L’après-séance du Festival : Critique de Gauguin, Voyage de Tahiti

L’après-séance du Festival : Critique de Gauguin, Voyage de Tahiti

Le nouveau biopic de Edouard Deluc plonge le spectateur dans l’inspirant périple que Paul Gauguin a entrepris à Tahiti dans les années 1890, l’occasion d’étudier ce que le film nous apprend sur la vie et les différentes inspirations de ce peintre postimpressionniste.

GAUGUIN, l’aventure d’un peintre inspiré ★★★★☆

Sortie en Grèce le 10 mai 2018

Après son film Mariage à Mendoza sorti en 2013, Edouard Deluc revient avec un biopic sur Paul Gauguin dans Gauguin – Voyage de Tahiti. Le film, librement adapté de Noa Noa, le carnet de voyage illustré du peintre, retrace les inspirations et difficultés qu’a pu connaître Paul Gauguin en Polynésie Française. Ce pays, qu’il a principalement choisi pour fuir sa vie en France – et par la même occasion, sa famille – s’avère être un lieu d’inspiration qui l’amène à développer son talent artistique.

Son mariage avec une jeune femme du nom de Tehura en est l’une des raisons puisqu’elle deviendra sa muse et l’origine de la plupart de ses inventions. Elle est en effet son modèle dans plusieurs de ses peintures et l’inspire tellement qu’il en vient à épuiser les stocks de tableaux vendus sur l’île. L’ambition du peintre post-impressionniste est de représenter le monde tel que son esprit l’imagine, en se dédouanant des contraintes artistiques. Ce qu’il veut, c’est ne plus peindre le monde exactement comme il est, mais comme il le perçoit en simplifiant les formes et les couleurs. Ces dernières sont souvent vives, expressives, dans les nuances de vert, jaune et rouge, souvent détourées par une méthode artistique appelée le cloisonnisme.

Mais ce que Paul Gauguin recherche par dessus tout, c’est son côté sauvage, primitif, qu’il essaiera de développer, tout d’abord lors de son séjour en Bretagne, lieu où il réalise que la peinture l’anime, puis à Tahiti où il décide de s’éloigner des villes pour se rapprocher de la nature. C’est ainsi qu’il représentera les femmes tahitiennes, les “vahinés”, souvent nues ou mi-nues, parfois habillées de leur habit local, mais également quelques paysages, autoportraits et statuettes.

Le film retranscrit bien les aspirations qu’a pu connaître le peintre en arrivant en Polynésie Française, tout en les mettant en relief avec la personnalité tumultueuse de Paul Gauguin et les expériences qu’il a eu en ce lieu. Tout d’abord, le désespoir du peintre dans sa vie parisienne est une bonne critique de ce qu’ont pu vivre les artistes qui proposaient un renouveau artistique. Ensuite, c’est l’amour pour Tehura qui prend le dessus dans ce scénario qui illustre l’inspiration, la liberté sexuelle, la jalousie, la maladie avant de revenir au stade de désespoir qu’a expérimenté Gauguin.

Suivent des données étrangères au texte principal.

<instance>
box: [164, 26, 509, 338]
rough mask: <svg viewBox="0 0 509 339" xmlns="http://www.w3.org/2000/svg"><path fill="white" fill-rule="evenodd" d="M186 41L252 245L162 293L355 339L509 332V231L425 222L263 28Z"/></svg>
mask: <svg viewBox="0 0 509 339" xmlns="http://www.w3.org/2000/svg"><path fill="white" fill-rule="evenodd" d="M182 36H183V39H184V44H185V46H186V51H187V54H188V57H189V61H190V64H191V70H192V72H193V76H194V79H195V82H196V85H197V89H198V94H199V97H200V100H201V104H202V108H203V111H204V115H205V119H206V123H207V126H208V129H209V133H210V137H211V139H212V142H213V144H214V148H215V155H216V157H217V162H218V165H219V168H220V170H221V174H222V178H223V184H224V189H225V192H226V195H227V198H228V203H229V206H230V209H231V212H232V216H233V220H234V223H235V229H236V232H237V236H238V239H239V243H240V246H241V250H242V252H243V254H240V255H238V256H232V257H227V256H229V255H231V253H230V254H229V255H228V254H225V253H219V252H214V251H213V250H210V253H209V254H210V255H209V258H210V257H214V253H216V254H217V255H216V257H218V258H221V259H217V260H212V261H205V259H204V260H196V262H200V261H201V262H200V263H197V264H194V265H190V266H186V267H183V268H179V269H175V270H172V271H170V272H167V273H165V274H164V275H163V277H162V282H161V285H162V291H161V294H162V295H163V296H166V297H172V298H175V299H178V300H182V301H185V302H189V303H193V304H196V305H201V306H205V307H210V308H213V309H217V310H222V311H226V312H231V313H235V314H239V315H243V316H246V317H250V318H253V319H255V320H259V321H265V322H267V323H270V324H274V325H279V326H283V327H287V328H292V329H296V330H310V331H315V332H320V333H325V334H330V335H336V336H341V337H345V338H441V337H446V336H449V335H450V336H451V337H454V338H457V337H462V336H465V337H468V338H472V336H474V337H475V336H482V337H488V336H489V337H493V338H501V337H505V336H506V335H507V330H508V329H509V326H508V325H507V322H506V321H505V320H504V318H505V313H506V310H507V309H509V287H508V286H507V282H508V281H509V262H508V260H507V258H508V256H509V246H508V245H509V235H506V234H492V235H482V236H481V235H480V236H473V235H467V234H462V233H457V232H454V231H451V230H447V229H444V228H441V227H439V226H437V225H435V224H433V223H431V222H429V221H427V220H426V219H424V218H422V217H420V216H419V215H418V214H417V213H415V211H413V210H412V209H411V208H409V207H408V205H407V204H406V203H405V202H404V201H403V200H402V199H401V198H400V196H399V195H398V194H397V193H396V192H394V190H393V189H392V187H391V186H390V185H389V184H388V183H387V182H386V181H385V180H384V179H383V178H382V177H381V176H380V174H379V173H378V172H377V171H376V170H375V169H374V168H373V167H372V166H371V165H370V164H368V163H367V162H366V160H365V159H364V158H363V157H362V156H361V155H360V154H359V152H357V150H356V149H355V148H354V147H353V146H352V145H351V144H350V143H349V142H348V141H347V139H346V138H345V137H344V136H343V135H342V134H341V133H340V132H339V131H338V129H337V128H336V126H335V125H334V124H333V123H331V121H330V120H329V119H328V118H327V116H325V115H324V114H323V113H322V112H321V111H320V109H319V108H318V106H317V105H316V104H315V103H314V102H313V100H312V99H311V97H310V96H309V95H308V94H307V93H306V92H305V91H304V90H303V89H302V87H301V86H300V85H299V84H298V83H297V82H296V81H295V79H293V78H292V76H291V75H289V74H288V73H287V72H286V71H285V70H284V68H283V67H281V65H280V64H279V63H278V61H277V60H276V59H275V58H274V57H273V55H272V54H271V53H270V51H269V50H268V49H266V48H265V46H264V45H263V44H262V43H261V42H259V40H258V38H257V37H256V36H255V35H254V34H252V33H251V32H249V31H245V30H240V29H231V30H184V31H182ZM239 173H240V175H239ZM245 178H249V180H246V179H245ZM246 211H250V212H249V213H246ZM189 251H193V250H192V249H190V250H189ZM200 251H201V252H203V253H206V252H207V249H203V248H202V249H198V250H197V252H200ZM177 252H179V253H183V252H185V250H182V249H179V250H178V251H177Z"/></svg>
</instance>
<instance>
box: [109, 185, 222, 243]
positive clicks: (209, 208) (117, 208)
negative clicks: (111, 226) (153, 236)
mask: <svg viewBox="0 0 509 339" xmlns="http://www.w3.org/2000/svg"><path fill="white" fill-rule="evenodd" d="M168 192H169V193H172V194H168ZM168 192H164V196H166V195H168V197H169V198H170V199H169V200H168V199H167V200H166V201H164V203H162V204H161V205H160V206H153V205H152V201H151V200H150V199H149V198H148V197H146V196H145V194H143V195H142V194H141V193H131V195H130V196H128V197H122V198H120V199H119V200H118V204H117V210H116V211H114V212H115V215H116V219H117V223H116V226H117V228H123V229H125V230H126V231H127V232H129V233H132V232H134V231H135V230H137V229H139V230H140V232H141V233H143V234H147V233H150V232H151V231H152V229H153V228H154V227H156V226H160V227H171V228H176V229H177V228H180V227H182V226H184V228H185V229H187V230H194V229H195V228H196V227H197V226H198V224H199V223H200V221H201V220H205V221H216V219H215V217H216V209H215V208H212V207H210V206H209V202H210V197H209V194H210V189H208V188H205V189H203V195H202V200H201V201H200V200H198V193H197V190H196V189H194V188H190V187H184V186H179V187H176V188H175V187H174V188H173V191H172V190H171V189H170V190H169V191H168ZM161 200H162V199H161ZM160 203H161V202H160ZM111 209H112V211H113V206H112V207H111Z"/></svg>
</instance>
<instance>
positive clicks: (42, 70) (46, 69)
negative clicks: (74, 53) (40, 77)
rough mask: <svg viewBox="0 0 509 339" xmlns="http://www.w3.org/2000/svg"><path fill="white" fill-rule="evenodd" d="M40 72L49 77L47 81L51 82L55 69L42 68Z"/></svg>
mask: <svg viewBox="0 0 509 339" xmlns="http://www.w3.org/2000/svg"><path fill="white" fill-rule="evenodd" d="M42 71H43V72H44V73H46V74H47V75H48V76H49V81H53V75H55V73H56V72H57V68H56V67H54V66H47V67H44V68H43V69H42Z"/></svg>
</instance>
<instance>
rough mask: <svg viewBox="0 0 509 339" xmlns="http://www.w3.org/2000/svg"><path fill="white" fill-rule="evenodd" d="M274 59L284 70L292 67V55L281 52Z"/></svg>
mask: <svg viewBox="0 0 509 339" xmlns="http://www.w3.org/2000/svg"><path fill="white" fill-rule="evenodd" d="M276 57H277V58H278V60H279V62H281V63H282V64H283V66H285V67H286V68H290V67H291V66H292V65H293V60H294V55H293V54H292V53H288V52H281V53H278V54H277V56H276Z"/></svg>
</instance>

Quelques informations sont néanmoins mises sous silence, comme le fait que Paul Gauguin ait épousé Tehura lorsqu’elle n’avait que treize ans, suivant la coutume post-coloniale qui voulait, entre autres, que de jeunes tahitiennes de douze à treize ans se marient, et parfois même copulent en public, avec un occidental qui avait pour eux un symbole spirituel. Edouard Deluc a fait le choix – et c’est moins controversé – de ne pas évoquer ce fait, pour accentuer davantage la relation et les sentiments qu’ont eu les deux protagonistes – et ils se ressentent très bien – interprétés de façon très sobre et juste par Vincent Cassel et Tuheï Adams.

L’esthétisme du film est remarquable, la mise en scène rappelant à chaque scène, par la couleur et l’ambiance onirique, le style pictural de Paul Gauguin. Le film devient ainsi également visuel, ce qui est recherché pour un biopic. Cependant, le film connaît certaines longueurs qui auraient pu être diminuées mais qui sont tout de même acceptables dans la mesure où l’histoire paraît authentique et vraie.

Gauguin – Voyage à Tahiti est donc un film biographique qui retrace une période de la vie du peintre dans un esprit qui est le sien, et qui reste ainsi fidèle autant à son talent artistique qu’à ce qu’il a vécu artistiquement et émotionnellement. En plus de cela, il évoque également les contraintes des artistes, que ce soit à Paris où la concurrence et le jugement sont rudes, mais aussi à l’étranger où il est également difficile de vivre de ses créations. Le biopic montre ainsi l’envers du personnage par une mise en scène colorée et fidèle.